Appraisal of methane production and anaerobic fermentation kinetics of livestock manures using artificial neural networks and sinusoidal growth functions

Ali M. M., Ndongo M., YETİLMEZSOY K., Bahramian M., Bilal B., Youm I., ...More

Journal of Material Cycles and Waste Management, vol.23, no.1, pp.301-314, 2021 (SCI-Expanded) identifier identifier

  • Publication Type: Article / Article
  • Volume: 23 Issue: 1
  • Publication Date: 2021
  • Doi Number: 10.1007/s10163-020-01130-2
  • Journal Name: Journal of Material Cycles and Waste Management
  • Journal Indexes: Science Citation Index Expanded (SCI-EXPANDED), Scopus, ABI/INFORM, Compendex, Environment Index, INSPEC, Pollution Abstracts, Civil Engineering Abstracts
  • Page Numbers: pp.301-314
  • Keywords: Anaerobic digestion, Artificial neural networks, Methane production, Sinusoidal growth functions, Livestock manure, BIOGAS PRODUCTION, CATTLE MANURE, CO-DIGESTION, WASTE-WATER, PRETREATMENT, PREDICTION, PH, MODELS
  • Yıldız Technical University Affiliated: Yes


© 2020, Springer Japan KK, part of Springer Nature.This study aimed to perform a comparative analysis of the performance of five models (Gompertz, logistic, Richards, the first-order, artificial neural networks) in predicting methane production rate from anaerobic digestion of livestock manures.
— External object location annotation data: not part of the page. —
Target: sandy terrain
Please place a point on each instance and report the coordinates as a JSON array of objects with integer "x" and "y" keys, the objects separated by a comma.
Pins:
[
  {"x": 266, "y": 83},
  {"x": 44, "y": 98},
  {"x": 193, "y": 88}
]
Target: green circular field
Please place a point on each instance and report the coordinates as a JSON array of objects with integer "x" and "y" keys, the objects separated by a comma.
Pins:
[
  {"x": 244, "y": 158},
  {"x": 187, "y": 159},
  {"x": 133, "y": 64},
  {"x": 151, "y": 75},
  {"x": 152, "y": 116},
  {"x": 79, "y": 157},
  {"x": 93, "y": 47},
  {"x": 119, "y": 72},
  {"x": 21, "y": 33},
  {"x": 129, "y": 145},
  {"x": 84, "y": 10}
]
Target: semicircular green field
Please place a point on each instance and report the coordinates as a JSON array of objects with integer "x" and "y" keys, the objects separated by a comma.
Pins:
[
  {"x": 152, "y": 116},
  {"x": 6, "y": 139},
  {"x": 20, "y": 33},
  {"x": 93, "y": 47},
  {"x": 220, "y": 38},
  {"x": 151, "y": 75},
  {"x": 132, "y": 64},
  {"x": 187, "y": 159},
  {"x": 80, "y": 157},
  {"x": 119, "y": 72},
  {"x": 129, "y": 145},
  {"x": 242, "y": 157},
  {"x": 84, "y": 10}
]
The input variables were fermentation time, digestion temperature, biogas temperature, ambient temperature, pH, and specific biogas production rate. The physicochemical compositions of cow manure and sheep manure showed that volatile solid (VS) contents were close to each other in manure compositions (77.6% and 64.7%, respectively), while the potential of methane production from cow manure (673.44 mL CH4/g VS) was greater than that from sheep manure (320.32 mL CH4/g VS). The determination coefficients (R2) for logistic function, Gompertz, Richards, the first-order, and ANN models were obtained as 0.968, 0.967, 0.975, 0.825, and 0.995 for the cow manure, respectively. In case of the sheep manure, the R2 values obtained from these models were 0.976, 0.979, 0.981, 0.968 and 0.991, respectively. Although the determination coefficients of all models were in satisfactory agreement with the experimental data, the ANN model showed competitive lower RMSE values of 0.111 and 0.164 for cow and sheep manure data sets, respectively, indicating its superior performance than other models.